How small do these factors need to be? The competition is FFT convolution, which, if I understand correctly requires computing a DFT, pointwise complex multiplication, and computing an inverse DFT. Each DFT requires N lg N butterflies, each of which requires one complex multiplication and two complex additions or subtractions. One complex multiplication requires four real multiplications. So we have 2 × 4 × N lg N real multiplications, or 8 lg N real multiplications per point, plus some other overhead work which is mostly proportional.
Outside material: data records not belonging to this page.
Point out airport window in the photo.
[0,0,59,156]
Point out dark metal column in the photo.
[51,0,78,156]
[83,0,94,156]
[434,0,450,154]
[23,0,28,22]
FFT convolution isn't worthwhile unless lg N is at least 6, at which point you're paying 48 real multiplications per point (which is why it isn't useful for smaller N); if lg N is 7, 8, 9, or 10, you're paying 56, 64, 72, or 80 real multiplications per point.
Probably close to the best you can do for a filter kernel with N-point support is 3 log₃N multiply-accumulates per point, which is only slightly lower than 2 lg N, although in some cases maybe you can get by without the multiplications. 2 lg N is substantially less than 8 lg N, and furthermore the N you use in the FFT is going to be around two or three times the size of the kernel, so there's some hope that this algorithm could maybe do a reasonable job
Basically we know that IIR filters can always be more computationally efficient than FIR filters, sometimes dramatically; but we don't have a good theory of how to design them. There are probably a lot of tasty morsels hiding in IIR-space.